CMS outlines how it will cut $43B from Medicaid DSH payments

A proposed rule from CMS offered greater detail on the methodology for implementing the Affordable Care Act’s $43 billion in cuts to Medicaid Disproportionate Share Hospital (DSH) payments between 2018 and 2025.

The reductions had been pushed back from the ACA’s original start date of fiscal year (FY) 2014. Now moving forward with the cuts, CMS has proposed aggregate reductions to state allotments beginning with a $2 billion reduction in 2018. Each year, the cuts would be increased by $1 billion, leveling off at an $8 billion cut in both 2024 and 2025.

Those allotments would be based on some new data sources under the proposed rule, forming what the agency called the DSH Health Reform Methodology (DHRM).
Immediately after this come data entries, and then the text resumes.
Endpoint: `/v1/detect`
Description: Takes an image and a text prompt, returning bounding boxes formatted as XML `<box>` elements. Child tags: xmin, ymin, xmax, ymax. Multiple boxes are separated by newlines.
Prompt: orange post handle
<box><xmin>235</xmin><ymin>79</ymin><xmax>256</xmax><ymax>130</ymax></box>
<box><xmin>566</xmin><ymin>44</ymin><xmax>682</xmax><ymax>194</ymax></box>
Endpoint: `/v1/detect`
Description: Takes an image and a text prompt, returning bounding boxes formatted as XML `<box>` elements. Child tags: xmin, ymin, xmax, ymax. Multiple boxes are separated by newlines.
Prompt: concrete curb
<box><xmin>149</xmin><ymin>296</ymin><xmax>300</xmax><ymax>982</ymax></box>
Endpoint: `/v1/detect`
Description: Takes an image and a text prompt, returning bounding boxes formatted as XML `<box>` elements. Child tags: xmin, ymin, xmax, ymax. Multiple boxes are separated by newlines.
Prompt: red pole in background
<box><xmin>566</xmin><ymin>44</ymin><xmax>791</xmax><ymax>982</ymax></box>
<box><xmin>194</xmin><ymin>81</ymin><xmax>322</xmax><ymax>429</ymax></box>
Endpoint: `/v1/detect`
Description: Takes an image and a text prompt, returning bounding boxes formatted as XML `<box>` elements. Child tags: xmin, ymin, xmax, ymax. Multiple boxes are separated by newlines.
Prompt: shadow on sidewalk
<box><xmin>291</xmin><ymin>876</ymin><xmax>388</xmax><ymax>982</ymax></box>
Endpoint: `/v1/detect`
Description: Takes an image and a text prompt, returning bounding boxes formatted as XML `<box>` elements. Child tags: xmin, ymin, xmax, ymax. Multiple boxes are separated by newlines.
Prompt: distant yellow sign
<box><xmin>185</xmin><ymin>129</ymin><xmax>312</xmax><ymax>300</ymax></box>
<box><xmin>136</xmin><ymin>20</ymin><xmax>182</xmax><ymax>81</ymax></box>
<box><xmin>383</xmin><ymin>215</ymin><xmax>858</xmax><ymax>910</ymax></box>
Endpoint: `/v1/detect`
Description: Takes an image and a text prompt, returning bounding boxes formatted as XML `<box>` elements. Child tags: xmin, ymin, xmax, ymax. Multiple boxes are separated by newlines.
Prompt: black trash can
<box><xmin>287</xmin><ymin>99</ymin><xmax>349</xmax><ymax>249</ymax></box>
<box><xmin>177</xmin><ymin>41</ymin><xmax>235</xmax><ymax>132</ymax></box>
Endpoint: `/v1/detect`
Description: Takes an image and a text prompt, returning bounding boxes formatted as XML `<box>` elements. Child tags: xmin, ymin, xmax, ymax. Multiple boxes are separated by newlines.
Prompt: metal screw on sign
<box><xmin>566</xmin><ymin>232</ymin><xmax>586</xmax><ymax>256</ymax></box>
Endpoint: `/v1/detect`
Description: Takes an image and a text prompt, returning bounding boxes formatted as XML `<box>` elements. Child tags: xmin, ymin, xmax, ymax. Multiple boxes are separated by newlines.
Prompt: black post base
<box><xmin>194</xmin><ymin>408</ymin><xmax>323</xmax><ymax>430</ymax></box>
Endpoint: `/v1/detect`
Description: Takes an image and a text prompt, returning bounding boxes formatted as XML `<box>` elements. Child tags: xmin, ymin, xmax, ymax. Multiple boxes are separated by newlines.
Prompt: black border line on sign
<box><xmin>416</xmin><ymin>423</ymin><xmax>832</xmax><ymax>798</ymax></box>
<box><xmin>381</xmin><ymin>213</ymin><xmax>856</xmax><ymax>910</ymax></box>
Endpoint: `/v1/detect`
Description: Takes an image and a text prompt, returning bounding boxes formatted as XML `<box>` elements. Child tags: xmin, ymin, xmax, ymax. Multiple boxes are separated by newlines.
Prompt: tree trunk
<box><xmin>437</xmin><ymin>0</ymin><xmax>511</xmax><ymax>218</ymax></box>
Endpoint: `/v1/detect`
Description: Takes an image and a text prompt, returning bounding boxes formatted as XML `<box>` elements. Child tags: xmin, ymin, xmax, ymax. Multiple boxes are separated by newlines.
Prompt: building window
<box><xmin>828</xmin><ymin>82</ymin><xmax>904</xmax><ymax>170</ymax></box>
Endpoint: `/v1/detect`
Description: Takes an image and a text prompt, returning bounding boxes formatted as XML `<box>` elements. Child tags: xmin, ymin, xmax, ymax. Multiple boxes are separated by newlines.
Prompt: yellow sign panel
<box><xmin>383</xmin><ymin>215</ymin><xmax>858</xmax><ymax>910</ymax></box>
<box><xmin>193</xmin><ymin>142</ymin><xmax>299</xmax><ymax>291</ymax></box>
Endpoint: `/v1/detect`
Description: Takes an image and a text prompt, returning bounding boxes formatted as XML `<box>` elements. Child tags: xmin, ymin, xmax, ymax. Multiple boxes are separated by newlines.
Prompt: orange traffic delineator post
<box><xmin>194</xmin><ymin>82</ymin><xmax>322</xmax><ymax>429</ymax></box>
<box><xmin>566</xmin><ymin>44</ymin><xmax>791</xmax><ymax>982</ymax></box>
The DHRM would then generate a state-specific reduction which “would be applied to the unreduced DSH allotment amount for its respective state.” How a state manages those reductions, the rule said, is largely up to them.

“Given that states would retain the same flexibility to design DSH payment methodologies under the state plan and that individual hospital-specific DSH payment limits would not be affected, we cannot predict whether and how states would exercise their flexibility in setting DSH payments to account for their reduced DSH allotment and how this would affect individual providers or specific groups of providers,” the rule said.

The rule said CMS would aim to incentivize states to target payments to hospitals most in need of the money, based on serving a larger amount of Medicaid beneficiaries or having a higher level of uncompensated care.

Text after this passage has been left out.